# Removing Hymer (B544) driver's seat to change battery.



## LittleGreyCat (Jun 22, 2008)

Having complained (in a very gentle fashion) that a lot of the extremely useful information on this forum stops at the most important point (such as "then remove the driver's seat") and also seen various posts suggesting that this was very difficult in some campers, I thought I would post a few details of how I did it in my B544 A Class.

(1) Rotate passenger seat 90 degrees to face drivers seat.
(2) Push passenger seat as far back as possible, fold up the arms and cover the seat with a dust sheet, rug, or similar. 
(3) Remove two set screws from rear of base of seat (allen key - on the top of the base) and two 13mm bolts from front of base of seat (on the side of the base facing the pedals).
(4) Get your beautiful assistant to stand in the passageway behind the front seats and grasp the top of the head rest of the driver's seat.
(5) Get a grip! Then lift the seat and place on the passenger seat. Simples 

The seat is heavy, and at first attempt on your own it feels daunting, but it is amazing the diffference it makes having a second person lift using the top of the head rest. The additional bonus is that you are not occupying the same space and getting in each other's way.

So in retrospect it was very simple to do, and well within the capabilities of most people.

HTH

LGC


----------



## catzontour (Mar 28, 2007)

Thanks Little Grey Cat.

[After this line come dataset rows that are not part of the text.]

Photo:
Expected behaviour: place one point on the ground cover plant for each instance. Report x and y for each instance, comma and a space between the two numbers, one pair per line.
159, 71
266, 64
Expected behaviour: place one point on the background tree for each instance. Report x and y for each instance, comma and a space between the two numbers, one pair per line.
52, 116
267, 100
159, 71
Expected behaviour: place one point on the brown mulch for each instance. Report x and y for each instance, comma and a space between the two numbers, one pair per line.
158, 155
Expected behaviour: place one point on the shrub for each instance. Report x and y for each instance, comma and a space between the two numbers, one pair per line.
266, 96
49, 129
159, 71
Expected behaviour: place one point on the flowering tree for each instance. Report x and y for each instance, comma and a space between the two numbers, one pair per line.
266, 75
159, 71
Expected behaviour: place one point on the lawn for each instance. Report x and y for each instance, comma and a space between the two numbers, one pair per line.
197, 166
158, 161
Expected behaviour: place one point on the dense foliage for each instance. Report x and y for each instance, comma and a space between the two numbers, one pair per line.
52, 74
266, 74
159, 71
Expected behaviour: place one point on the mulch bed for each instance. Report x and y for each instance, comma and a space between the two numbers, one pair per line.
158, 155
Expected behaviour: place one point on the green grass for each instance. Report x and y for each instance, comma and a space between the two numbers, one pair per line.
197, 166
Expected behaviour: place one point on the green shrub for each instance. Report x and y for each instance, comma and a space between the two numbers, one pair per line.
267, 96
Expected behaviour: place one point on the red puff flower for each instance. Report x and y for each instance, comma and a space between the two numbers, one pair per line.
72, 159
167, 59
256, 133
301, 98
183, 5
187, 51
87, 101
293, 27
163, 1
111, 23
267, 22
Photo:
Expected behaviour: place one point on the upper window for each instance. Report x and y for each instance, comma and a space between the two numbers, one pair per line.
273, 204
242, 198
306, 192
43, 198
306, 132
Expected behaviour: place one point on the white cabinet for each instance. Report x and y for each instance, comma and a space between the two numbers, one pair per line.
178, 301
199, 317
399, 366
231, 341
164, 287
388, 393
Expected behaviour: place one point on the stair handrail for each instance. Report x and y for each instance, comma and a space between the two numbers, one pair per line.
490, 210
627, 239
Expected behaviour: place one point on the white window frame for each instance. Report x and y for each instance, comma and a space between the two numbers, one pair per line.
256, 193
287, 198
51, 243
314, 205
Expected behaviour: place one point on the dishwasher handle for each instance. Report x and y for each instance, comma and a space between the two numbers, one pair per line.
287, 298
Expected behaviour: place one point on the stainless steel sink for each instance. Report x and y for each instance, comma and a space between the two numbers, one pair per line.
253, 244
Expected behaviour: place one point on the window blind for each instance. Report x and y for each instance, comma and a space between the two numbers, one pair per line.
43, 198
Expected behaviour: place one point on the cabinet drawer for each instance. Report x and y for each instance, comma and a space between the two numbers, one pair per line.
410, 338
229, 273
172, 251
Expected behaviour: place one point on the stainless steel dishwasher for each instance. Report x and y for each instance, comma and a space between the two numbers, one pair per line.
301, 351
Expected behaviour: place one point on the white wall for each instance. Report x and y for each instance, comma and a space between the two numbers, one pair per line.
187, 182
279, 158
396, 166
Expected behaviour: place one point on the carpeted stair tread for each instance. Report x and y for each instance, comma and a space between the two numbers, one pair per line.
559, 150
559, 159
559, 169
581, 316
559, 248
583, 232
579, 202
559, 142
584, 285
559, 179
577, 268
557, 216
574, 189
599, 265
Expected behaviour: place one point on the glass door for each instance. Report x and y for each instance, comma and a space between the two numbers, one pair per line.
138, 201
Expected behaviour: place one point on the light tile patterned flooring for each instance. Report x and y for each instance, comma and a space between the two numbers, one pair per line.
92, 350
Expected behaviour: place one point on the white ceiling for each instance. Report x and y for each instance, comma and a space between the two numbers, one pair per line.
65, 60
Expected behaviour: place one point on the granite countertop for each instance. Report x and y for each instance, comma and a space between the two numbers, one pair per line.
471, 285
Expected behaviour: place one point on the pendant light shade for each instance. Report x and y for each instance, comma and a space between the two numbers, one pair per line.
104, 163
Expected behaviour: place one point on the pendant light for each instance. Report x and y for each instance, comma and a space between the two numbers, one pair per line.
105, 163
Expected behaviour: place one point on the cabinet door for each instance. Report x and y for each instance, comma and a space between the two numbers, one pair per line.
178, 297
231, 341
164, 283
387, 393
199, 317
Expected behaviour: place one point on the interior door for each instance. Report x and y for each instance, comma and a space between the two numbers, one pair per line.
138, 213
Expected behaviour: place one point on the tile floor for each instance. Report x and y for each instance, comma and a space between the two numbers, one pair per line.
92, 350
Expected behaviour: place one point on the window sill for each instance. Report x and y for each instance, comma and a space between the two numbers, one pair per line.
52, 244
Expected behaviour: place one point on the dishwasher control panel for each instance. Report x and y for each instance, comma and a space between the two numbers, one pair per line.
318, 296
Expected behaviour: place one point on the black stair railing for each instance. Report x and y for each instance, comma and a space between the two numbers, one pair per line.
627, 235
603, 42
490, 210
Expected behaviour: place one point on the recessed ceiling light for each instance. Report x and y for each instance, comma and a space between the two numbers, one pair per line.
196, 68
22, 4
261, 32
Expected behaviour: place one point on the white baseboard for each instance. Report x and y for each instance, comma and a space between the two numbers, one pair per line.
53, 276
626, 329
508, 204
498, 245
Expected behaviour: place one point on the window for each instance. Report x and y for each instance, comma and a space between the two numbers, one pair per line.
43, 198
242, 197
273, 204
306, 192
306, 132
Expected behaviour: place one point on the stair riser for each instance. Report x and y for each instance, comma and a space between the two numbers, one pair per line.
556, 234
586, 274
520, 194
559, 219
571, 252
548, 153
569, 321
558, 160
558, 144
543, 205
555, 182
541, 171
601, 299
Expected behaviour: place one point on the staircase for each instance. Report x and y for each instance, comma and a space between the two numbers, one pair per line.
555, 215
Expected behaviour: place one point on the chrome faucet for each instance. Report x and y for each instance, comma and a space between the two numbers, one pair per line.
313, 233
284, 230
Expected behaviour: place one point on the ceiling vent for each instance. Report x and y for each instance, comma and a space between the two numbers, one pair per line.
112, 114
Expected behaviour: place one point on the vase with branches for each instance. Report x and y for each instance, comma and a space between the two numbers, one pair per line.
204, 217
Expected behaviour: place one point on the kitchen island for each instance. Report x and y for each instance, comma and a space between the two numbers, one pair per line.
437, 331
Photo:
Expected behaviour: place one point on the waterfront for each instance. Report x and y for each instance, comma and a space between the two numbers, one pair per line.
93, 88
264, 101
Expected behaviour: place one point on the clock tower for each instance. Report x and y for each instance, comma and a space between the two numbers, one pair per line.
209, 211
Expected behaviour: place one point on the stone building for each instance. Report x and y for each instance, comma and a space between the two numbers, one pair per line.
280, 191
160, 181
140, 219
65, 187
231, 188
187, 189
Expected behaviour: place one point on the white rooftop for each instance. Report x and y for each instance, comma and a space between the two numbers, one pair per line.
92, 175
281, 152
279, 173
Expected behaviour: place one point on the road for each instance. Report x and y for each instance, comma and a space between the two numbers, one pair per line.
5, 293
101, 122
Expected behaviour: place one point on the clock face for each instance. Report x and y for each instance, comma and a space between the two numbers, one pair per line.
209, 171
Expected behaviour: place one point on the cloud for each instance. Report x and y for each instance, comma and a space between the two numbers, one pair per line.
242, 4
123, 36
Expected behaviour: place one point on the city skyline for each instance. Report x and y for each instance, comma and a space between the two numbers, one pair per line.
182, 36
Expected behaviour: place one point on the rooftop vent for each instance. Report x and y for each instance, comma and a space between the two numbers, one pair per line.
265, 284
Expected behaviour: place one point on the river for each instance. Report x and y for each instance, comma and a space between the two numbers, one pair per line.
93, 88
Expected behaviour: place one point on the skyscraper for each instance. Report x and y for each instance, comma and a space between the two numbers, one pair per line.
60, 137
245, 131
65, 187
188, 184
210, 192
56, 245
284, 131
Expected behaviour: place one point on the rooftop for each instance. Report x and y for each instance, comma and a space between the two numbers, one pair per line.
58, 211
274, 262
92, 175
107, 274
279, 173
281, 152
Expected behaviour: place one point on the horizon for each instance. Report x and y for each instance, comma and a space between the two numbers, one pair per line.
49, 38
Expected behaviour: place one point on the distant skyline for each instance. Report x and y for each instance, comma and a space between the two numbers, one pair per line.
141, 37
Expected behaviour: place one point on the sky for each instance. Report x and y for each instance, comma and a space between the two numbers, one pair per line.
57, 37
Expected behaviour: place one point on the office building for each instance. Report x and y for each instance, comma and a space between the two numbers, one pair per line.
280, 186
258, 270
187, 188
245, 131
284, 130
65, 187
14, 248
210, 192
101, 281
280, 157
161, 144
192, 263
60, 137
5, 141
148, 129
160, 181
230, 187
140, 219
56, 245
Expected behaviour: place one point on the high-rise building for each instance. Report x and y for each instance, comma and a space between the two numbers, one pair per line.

Our battery is under the seat too and we were wondering how to do it if the time came to change the battery.


----------



## LittleGreyCat (Jun 22, 2008)

LittleGreyCat said:


> <snip>
> (3) Remove two set screws from rear of base of seat (allen key - on the top of the base) and two 13mm bolts from front of base of seat (on the side of the base facing the pedals).
> <snip>


Removing the seat again, using my guide, I nearly started undoing the Allen Key bolts holding the rear of the seat to the base before I noticed that they were still sealed with paint and so had never been undone.

So it is the less obvious set screws, not the bolts, which hold the base down.
Will try to post some phoyos just to be absolutely clear.

Cheers

LGC


----------